Poco a poco logré desentrañar los hechos, tuve una semblanza de cada candidata, tiré las cartas a los pretendientes y les conté cómo les iría en sus trances amorosos.
—Lucas, veo aquí que cuando te dediques a estudiar ingeniería o electricidad te va a ir mejor con esa chica, ella está necesitando que la impresiones.
—La impresionaría más con un atraco. Es de la villa, ya sabes cómo es eso. Un par de meses en chirona también podrían servir de antecedente. O muchos tatuajes en el brazo.
Lo miré con preocupación. ¿Tenía idea su madre de las verdaderas andanzas de Lucas? ¡Tendría que agendarme una conversación profunda con ella!
—Eh… ¿y por qué mejor no cambias de pareja?
El silencio se hizo elocuente. ¡Así que estaba enamorado!
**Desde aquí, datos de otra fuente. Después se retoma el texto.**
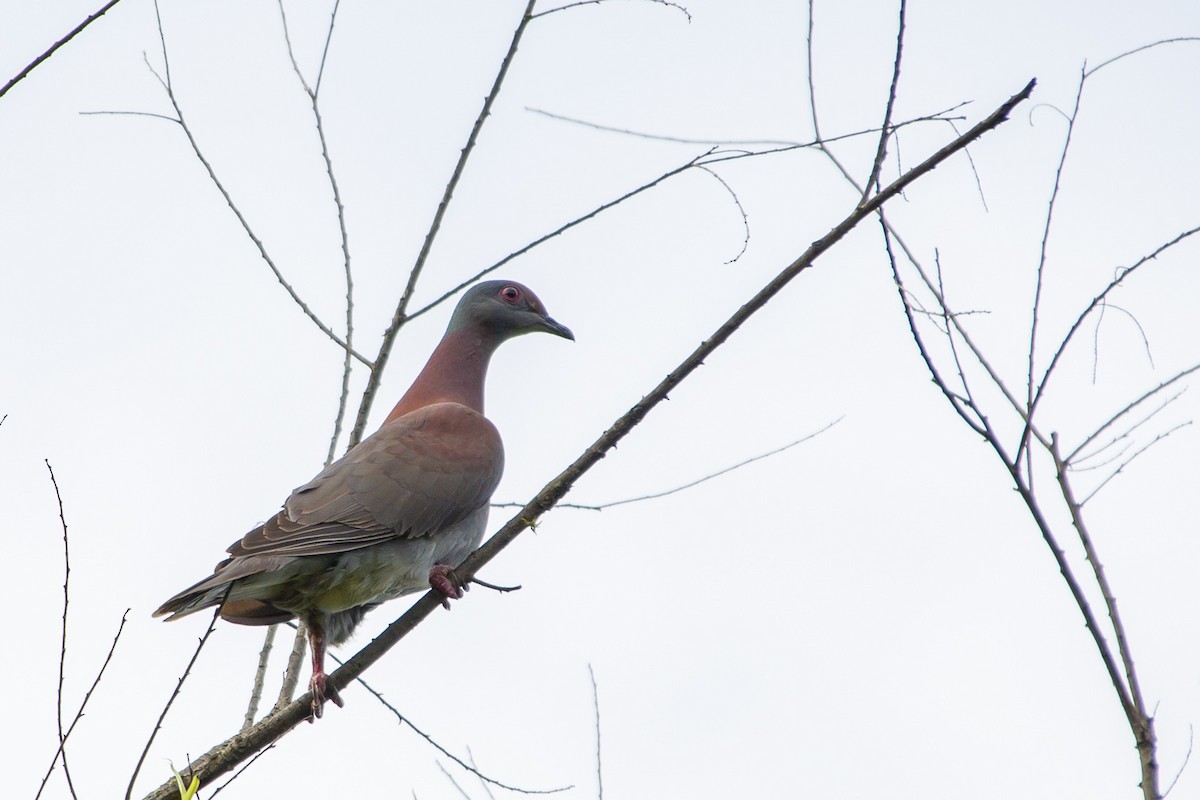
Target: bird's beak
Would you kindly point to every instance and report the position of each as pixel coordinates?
(557, 329)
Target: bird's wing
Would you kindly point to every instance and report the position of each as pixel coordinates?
(413, 477)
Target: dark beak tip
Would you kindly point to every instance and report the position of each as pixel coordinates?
(558, 329)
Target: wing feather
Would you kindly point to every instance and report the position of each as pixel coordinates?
(415, 476)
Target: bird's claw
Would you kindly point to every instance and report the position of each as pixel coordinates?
(322, 691)
(444, 579)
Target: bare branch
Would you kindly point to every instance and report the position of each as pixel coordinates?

Suspiré, tengo cierta debilidad por el amor.
—Ser amigo de la bruja también podría ayudar. La impresionaría —susurró Lucas un rato después, mientras movía una piedrita imaginaria con el pie.
Suspiré una vez más. Realmente no entendía qué estaba haciendo allí, sentada en el sitio de mi madre, adivinando el futuro y dando consejos baratos. Debería callarme, me dije, debería volver a mi piso.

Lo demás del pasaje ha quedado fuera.